Prior to deciding to retire, Miller said he wanted to make sure the leadership team was highly qualified and very experienced.
“We’re there in that regard,” he said, adding the most recent changes to the leadership team was Dwayne Fulk as associate general manager-general counsel, and Stephanie O’Connor, associate general manager-administration and information technology. Both started in their positions in December 2017. O’Connor has worked for CU since 1992, while Fulk came on board after a 25-year career practicing law.
“You can leave when things are really good or you can leave when things are not so good,” he said. “Things are really good at the utility right now.”
He pointed to Standard & Poor’s affirmation of CU’s AA+ long-term outstanding revenue bond rating as an indicator of the utility’s stable financial situation. Coupled with the leadership team and the community focus of the 11-member Board of Public Utilities, Miller said he had confidence to walk away later this year.
“When you put all the pieces together, it’s the right time for my family and I,” he said.

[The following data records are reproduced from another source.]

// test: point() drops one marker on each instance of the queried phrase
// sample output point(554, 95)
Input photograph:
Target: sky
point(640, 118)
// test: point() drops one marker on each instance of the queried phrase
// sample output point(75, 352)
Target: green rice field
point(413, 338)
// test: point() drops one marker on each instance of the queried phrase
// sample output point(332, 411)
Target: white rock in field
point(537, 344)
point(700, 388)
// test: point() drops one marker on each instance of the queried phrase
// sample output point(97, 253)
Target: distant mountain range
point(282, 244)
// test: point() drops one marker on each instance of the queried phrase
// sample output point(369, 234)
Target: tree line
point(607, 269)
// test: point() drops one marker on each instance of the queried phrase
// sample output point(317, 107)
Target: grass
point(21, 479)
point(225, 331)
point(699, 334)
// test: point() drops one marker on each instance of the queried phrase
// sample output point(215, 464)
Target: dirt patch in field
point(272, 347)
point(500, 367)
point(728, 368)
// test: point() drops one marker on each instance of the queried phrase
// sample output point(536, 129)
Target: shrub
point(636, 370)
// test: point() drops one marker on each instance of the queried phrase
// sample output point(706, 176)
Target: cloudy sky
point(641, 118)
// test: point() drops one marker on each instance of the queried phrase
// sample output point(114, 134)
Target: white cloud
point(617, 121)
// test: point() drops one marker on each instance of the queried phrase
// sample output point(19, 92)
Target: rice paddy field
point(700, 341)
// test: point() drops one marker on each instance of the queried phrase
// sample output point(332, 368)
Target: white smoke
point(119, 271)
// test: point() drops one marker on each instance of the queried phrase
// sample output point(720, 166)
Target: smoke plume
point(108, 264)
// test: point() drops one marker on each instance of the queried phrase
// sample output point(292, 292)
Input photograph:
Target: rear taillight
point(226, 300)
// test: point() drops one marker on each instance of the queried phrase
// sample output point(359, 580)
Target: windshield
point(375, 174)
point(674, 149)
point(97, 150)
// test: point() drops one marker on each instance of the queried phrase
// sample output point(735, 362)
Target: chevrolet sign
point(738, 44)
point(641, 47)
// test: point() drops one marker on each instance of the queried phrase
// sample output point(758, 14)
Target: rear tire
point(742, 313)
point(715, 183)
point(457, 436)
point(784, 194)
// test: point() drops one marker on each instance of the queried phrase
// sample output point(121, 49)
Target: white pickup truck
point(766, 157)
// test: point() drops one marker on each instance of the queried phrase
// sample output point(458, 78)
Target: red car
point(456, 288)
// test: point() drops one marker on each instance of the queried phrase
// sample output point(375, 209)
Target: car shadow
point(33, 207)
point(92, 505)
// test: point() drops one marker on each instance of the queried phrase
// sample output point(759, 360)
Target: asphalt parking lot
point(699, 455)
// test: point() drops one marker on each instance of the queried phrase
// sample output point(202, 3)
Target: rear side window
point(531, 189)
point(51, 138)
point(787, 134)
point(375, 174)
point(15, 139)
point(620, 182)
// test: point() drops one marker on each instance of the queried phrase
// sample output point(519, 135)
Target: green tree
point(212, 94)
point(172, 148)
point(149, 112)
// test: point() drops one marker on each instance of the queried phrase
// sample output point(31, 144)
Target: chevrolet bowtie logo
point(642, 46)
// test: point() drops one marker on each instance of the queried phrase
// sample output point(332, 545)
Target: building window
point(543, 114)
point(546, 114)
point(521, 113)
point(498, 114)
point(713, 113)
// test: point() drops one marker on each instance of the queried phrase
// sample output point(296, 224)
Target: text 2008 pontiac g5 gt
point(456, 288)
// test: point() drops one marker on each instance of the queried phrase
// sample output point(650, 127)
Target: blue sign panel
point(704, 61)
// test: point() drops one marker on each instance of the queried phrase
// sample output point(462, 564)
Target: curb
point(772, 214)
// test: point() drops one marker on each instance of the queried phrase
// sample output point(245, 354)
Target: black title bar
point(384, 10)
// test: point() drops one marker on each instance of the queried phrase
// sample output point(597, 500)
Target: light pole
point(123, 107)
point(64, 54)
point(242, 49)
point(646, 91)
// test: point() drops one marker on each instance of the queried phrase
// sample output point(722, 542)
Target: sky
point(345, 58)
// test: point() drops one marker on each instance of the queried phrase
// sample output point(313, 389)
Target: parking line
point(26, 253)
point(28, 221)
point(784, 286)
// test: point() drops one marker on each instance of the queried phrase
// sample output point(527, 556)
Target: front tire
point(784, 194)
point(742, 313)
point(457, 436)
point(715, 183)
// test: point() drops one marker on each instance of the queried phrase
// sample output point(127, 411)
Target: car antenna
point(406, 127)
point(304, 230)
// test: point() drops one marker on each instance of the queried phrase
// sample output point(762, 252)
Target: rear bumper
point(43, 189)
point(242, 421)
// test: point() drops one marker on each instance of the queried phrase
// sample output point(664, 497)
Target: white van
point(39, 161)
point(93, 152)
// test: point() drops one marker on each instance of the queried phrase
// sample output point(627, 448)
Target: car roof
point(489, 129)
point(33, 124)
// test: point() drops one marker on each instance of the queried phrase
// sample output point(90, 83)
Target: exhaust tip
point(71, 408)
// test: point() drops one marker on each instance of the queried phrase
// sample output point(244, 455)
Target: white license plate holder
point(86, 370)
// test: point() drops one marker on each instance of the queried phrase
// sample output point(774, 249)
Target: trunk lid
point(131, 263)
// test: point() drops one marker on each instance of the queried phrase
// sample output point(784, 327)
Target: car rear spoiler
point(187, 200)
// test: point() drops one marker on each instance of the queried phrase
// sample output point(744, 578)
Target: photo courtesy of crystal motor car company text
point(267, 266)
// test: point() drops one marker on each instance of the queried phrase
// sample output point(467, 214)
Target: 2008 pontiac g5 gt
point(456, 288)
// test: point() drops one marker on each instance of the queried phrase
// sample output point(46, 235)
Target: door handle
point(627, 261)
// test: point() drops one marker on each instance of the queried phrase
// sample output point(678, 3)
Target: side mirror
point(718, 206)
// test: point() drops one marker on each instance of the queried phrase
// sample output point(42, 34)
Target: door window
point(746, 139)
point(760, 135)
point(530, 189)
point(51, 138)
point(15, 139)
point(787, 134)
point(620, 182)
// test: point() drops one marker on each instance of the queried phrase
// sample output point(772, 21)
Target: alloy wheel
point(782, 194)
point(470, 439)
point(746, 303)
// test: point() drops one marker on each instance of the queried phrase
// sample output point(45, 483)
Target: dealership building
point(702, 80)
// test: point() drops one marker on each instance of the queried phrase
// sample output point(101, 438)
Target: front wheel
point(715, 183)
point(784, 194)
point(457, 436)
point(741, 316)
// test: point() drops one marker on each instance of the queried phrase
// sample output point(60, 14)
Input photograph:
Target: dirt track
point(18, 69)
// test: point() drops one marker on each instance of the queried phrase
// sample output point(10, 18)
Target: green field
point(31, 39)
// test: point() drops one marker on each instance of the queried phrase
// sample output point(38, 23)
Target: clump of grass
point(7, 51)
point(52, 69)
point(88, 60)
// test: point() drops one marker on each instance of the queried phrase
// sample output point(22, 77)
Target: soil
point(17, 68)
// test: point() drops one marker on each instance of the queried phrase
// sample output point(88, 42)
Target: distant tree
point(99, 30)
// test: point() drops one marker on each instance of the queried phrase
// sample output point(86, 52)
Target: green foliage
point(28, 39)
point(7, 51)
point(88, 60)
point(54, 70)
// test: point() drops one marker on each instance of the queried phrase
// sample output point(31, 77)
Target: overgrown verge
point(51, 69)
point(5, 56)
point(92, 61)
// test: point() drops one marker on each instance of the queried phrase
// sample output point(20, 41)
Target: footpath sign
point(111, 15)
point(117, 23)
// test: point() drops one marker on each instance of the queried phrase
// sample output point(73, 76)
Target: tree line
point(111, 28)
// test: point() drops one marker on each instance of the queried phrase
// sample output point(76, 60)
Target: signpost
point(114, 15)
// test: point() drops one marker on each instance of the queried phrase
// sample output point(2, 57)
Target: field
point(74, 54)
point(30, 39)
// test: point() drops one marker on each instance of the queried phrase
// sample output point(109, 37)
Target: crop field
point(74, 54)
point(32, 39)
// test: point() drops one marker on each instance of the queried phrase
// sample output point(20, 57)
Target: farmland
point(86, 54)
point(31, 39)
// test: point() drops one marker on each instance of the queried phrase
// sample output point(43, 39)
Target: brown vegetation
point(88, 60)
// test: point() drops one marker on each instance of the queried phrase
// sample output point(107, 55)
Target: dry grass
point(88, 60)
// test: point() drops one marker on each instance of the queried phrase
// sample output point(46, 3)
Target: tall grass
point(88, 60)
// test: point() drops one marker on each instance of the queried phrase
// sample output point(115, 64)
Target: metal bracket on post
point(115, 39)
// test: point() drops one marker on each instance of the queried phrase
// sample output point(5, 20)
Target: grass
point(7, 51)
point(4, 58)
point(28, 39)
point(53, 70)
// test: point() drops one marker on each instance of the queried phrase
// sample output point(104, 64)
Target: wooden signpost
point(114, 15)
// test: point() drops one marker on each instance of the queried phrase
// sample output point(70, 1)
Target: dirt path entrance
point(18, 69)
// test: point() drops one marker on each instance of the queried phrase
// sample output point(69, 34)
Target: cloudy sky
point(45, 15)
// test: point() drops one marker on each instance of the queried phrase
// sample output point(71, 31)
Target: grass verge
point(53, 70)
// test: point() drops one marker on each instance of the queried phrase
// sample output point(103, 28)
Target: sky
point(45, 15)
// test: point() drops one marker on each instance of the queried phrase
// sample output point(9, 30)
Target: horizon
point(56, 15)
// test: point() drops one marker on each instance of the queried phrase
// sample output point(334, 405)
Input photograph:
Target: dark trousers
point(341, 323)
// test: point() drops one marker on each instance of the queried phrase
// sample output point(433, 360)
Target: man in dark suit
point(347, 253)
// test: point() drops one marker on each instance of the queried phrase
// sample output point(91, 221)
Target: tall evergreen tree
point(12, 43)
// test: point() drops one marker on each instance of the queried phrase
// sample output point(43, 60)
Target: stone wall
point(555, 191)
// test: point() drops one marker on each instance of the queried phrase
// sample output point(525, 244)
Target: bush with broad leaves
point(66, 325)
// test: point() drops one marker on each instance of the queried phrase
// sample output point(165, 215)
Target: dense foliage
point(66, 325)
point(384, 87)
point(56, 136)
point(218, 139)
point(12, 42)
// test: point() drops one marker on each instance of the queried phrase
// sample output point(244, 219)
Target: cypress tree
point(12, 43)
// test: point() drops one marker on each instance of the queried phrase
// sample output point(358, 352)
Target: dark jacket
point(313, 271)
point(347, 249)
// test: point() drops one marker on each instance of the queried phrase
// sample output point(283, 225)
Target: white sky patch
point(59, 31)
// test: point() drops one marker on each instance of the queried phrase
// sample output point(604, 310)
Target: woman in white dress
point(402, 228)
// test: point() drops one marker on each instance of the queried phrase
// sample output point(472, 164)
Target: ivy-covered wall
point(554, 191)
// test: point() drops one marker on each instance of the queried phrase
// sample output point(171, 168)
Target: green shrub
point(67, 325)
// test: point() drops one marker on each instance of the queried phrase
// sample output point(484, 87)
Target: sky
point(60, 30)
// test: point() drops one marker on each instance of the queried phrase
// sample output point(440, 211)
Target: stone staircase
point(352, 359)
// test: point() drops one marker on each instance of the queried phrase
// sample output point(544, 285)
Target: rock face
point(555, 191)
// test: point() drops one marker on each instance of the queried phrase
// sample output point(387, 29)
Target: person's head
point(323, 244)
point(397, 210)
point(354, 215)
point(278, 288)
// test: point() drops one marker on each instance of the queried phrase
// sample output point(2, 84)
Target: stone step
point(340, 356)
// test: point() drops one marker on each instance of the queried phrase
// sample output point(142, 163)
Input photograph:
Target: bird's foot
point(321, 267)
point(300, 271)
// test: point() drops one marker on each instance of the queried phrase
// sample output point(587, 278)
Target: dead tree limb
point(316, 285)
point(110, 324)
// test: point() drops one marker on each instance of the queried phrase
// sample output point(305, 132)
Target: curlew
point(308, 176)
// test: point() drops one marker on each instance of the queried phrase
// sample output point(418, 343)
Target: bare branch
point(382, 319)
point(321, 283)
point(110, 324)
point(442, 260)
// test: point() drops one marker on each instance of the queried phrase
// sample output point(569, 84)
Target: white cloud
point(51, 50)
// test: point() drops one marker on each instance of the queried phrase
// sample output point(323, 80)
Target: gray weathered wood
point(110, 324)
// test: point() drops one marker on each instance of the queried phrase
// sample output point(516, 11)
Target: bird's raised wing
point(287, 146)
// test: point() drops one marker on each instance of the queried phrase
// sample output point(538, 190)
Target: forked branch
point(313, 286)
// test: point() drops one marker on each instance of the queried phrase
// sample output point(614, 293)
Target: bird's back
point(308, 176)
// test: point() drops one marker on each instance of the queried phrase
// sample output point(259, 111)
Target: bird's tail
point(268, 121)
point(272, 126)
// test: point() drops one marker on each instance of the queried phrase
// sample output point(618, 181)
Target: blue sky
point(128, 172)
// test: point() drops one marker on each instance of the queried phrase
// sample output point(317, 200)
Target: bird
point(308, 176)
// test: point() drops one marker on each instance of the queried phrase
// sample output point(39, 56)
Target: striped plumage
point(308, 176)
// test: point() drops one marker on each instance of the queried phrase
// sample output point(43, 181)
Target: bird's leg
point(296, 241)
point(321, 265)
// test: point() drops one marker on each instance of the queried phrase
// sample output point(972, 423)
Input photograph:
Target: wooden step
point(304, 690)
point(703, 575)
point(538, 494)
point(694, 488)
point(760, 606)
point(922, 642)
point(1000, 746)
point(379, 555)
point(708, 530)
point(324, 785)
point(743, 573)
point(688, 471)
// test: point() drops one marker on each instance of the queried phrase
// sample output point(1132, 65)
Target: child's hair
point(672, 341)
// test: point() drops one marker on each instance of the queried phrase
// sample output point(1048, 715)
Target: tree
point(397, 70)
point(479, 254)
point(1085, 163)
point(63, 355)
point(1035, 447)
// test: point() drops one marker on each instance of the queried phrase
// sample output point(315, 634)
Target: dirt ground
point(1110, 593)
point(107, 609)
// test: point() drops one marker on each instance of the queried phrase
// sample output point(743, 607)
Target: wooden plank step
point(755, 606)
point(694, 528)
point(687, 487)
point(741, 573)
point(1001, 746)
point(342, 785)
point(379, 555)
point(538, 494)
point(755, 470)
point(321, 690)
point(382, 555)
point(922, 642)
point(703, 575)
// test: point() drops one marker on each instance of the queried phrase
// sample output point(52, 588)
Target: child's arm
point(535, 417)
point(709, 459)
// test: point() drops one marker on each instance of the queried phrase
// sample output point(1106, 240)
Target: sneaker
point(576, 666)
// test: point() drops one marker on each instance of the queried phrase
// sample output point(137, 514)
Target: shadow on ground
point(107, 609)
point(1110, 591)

Joe Reynolds, chairman of the CU board, said Miller is known for his effective planning. He said Miller told the board about his exit plan about 18 months ago.
“We were absolutely prepared,” Reynolds said. “He’s put a lot of time and thought into it.”
A search committee has been formed, though Reynolds said it has yet to formally meet. Reynolds and fellow board members Denise Silvey, Rob Rector, Jennifer Wilson and Jeff Childs plan to meet after the next scheduled board meeting June 27. The selection of the next GM will ultimately be decided by a board vote, he added.
The committee will take a very systematic approach to the national search, he said, with plans to consider internal and external candidates. Its initial meeting will start assessing the job description to determine if changes are necessary in regard to expectations of experience and duties.
“We want to have an exhaustive process,” he said, adding there’s no timetable yet.
The committee will determine candidates, Reynolds said, with a likely semifinal and final round for interviews with the full board.
Before Miller was tabbed as GM in 2011, the CU Board of Public Utilities held a public forum to introduce the three finalists. Reynolds said a similar process might be in store because transparency is important for deciding on the position.
The board hopes it can name a successor before Miller retires.
“It would be wonderful to have someone selected and have a transition period,” Reynolds said. “While not mandatory, it’s a good process to have that happen.”
The day-to-day management of the community-owned provider of electricity, natural gas, water, broadband and transit services has no slow down period, Miller said.
CU’s 2019 budget is $558 million, and the 2020 budgeting process underway. Utility spokesman Joel Alexander said officials aim to have the budget approved by the board in August for reading and passage by Springfield City Council in September.
Among ongoing projects in the budget, nearly 10 miles of water mains and about 13 miles of gas mains are being replaced. Those will be finished before year’s end, Miller said.
At Blackman Water Treatment Plant, an $18.9 million project that allows the plant to hold 10 million additional gallons of treated water in reserve for use in Springfield’s water system is now complete and in service, Alexander said.
In addition, he said CU crews are in the final stages of putting an elevated water storage tank into service near the intersection of farm roads 197 and 116 in the eastern service territory. The $2.8 million project is designed to provide additional water pressure, reserve capacity and fire suppression needs.
Both water projects were big strategic goals to complete this year, Miller said, with the goal his successor can avoid critical decisions upon taking over.
Reynolds said Miller won’t be easy to replace.
“In some ways, he’s given us a template for what we want in a new candidate,” Reynolds said. “Scott set the bar really high.”